アップルによるマクラーレン買収交渉を『Financial Times(フィナンシャル・タイムズ)』などが報じたが、アップルにどれほどメリットがあるのだろうか?
●【マクラーレン】アップル、マクラーレン買収交渉 2,000億円規模
マクラーレンは最先端のテクノロジー・グループとして、F1や自動車など複数の企業で構成されており、アップルにとってマクラーレン・グループが入るメリットは大きいだろう。
■アップルの最大の関心事は『自動運転技術』
今、自動車メーカーだけではなく、アップルやGoogle、Uberなどテクノロジー企業も『自動運転技術』の開発競争に参戦し加熱している。
アップルが今やらなければならないことは『自動運転技術』競争をリードすることで、ただ自動車メーカーになりたいわけではないのは明らかだ。

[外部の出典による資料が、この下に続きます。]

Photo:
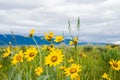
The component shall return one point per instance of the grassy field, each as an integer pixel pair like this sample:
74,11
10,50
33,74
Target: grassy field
49,62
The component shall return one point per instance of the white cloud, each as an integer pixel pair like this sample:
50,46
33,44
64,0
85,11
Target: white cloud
99,18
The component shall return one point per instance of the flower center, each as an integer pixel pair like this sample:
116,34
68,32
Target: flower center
31,54
18,58
73,70
115,64
54,59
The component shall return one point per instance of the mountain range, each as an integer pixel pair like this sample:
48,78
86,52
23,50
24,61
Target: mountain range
21,40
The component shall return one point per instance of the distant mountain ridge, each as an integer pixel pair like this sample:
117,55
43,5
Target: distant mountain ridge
21,40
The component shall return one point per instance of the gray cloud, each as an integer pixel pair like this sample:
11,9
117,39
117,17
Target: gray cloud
99,18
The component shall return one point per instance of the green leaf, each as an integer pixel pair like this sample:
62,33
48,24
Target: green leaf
44,77
18,76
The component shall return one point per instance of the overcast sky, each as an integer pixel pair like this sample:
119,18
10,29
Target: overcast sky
100,19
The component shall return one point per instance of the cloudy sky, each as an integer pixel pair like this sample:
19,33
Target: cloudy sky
100,19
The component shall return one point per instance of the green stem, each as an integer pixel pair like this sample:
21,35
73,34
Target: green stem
13,72
38,50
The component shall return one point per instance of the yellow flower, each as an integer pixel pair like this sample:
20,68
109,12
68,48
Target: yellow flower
73,71
62,67
70,60
32,31
30,53
54,58
115,64
50,47
17,58
38,71
7,53
105,76
74,41
49,36
59,39
0,66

アップルとしては、今から自動車を製造する施設やノウハウを蓄積してリソースを分散するよりも、アップルが得意とするソフトウェアに集中する方が人材も揃っており、『自動運転技術』争いにとっては有利と考えられる。
■アップルとマクラーレンの共通点は“美しさ”
とはいえ、アップルにとってハードである自動車製造も捨てがたいだろう。
なぜなら、アップルはiPhoneやMacなど、これまでソフトもハードも一貫して自社製品として作り上げており、ハードとソフトの統一感や世界観、自社製品だからこそ細部の“美しさ”へこだわりを持って作ることができている。

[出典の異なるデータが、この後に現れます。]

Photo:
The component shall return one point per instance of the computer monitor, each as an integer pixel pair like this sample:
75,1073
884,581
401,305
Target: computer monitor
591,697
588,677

それらが“ブランド力”となって、今のスマートフォン市場をリードし、ファンを増やし続けている重要なキーでもある。テクノロジー業界において、ただの技術屋ではなくデザインにも力を入れ続けてきたのだ。
これらを考えると、アップルの自動車製造はマクラーレンと連携する方が得策かもしれない。なぜなら、マクラーレンはF1や高級スポーツカーなど自動車の“最先端技術”に関わり続けているだけではなく、“美しさ”にもこだわりを持ち続けてきた企業だからだ。
“最先端技術”と“美しさ”を追い求め、“トップを目指す”企業風土こそが、アップルとマクラーレンの最大の共通点でもある。つまり、経営トップだけではなく、働く従業員も同じものを好むことは両社にとって大きなメリットになるだろう。
アップルがこれまでの歴史の通り、ただ『自動運転技術』をリードしたいだけではなく“美しいApple Car”という作品とともに自動車業界でトップを目指そうとしている、と考えると、ここにマクラーレンが関わることは自然なことかもしれない。買収にしても資本提携にしても、両社が手を組めば“美しいApple Car”が市販化に向けて加速する可能性は大きい。